All of these will reinforce formal training and help individuals with disabilities enjoy positive experiences and minimize the severity of any negative ones. Staff and the individuals being supported will also be better equipped to participate in the next step of the campaign.

Taking it to the Streets

A well-planned public relations campaign will show the community exactly what staff and individuals with disabilities have achieved with support. The only way to relieve public concerns and replace public perspectives with facts is to show the public the connections among right to risk, self-advocacy, bridges to the community, and ways in which people with disabilities can improve their own quality of life and that of the community. For example, maybe a local paper would write a news article about a person with a disability visiting residents at a local nursing home or helping to maintain a local park.

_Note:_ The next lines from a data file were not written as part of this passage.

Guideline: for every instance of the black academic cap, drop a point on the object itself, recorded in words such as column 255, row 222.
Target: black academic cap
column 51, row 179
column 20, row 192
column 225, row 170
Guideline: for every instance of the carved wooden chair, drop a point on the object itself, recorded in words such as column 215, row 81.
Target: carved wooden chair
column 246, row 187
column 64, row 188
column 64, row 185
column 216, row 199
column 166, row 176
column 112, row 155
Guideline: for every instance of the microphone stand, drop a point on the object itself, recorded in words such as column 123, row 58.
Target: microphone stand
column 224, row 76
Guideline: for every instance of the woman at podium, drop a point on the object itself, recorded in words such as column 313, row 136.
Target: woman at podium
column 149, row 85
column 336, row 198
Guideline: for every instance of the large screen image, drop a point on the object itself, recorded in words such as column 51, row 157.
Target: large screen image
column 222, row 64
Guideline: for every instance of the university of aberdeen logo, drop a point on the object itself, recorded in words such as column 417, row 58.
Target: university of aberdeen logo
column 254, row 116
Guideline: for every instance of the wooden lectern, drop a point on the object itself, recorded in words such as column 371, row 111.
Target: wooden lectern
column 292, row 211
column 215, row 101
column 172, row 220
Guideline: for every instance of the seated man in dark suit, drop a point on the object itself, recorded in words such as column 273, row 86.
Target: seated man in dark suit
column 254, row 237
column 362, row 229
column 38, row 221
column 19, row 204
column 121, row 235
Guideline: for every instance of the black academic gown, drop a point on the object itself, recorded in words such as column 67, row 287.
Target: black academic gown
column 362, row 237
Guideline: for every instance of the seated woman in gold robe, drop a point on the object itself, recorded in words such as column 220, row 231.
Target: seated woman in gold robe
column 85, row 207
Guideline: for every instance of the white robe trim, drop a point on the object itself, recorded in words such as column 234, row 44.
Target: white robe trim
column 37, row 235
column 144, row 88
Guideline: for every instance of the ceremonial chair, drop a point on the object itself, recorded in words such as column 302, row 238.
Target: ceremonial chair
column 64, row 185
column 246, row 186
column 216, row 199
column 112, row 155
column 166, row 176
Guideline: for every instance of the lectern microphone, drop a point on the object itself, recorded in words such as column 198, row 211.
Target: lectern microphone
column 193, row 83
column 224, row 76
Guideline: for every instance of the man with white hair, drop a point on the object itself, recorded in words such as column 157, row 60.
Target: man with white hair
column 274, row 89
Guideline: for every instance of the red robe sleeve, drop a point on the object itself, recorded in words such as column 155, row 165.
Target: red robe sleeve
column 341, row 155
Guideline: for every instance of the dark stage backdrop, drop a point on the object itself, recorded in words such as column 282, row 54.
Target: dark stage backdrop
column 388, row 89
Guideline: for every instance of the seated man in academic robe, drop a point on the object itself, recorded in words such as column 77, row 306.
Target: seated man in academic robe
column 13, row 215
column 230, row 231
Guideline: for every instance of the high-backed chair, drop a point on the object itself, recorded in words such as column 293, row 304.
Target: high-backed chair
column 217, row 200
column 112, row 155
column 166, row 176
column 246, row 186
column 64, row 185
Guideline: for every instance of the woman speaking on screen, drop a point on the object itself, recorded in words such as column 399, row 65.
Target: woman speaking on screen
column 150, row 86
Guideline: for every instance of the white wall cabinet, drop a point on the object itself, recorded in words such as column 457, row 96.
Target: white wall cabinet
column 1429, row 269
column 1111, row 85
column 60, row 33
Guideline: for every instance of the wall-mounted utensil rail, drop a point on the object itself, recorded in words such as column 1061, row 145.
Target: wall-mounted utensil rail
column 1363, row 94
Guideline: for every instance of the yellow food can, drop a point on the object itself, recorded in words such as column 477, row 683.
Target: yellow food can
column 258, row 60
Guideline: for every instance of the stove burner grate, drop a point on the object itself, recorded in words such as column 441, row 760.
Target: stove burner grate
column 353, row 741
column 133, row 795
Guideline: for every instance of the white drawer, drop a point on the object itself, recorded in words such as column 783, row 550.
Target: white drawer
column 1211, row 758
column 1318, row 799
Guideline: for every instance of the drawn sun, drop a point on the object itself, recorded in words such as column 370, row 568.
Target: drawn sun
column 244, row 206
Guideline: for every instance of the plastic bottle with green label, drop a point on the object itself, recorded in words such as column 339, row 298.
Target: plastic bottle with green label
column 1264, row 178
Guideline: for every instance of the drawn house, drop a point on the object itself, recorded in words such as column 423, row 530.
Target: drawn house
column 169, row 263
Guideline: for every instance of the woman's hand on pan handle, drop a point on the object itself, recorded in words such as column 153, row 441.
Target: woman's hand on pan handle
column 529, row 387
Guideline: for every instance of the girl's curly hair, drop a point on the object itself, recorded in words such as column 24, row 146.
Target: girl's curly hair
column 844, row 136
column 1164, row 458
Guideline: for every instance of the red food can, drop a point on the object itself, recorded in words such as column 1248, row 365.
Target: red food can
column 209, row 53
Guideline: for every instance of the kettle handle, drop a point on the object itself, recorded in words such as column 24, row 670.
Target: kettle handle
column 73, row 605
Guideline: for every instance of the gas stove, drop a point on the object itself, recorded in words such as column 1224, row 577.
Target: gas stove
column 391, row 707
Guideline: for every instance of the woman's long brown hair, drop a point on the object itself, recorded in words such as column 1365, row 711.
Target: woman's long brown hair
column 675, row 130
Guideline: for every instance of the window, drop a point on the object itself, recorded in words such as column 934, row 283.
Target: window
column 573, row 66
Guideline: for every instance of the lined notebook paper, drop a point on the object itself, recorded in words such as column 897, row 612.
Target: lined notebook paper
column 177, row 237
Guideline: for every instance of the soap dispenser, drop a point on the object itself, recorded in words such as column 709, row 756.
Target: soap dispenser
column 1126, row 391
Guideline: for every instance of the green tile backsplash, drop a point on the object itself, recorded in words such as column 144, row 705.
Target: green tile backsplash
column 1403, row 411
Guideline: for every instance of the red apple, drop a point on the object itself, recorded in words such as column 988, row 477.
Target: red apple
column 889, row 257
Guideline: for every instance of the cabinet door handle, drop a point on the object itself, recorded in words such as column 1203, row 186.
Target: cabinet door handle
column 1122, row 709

The more people who participate in community education, the better, but educated self-advocates and trained, motivated DSPs are your best ambassadors. They can carry first-hand information to schools, civic organizations, community leaders, the media, and special interest organizations. Among those groups are the judges, lawyers, jurors, teachers, and employers who have the power to affect your organization’s future and the lives of those you support. As the people you support educate the public, they will also gain experience and forge contacts that lead to inclusion and safety.

Through such grassroots activities your ambassadors can identify the community’s “Gatekeepers” and solicit their support. Gatekeepers are rich in social capital and often hold the keys to acceptance and risk reduction.

No provider can promise that people with disabilities and DSPs will not suffer harm or be harmed through their own or someone else’s actions or failure to act. No one expects them to make such a promise. What providers can do is use every available tool to reduce exposures, manage risks, protect individuals and DSPs, mitigate the negative effects of any untoward event, and investigate any event extensively and use the results to prevent future occurrences. Regardless of the people served, providers can use bridge building to achieve a variety of results.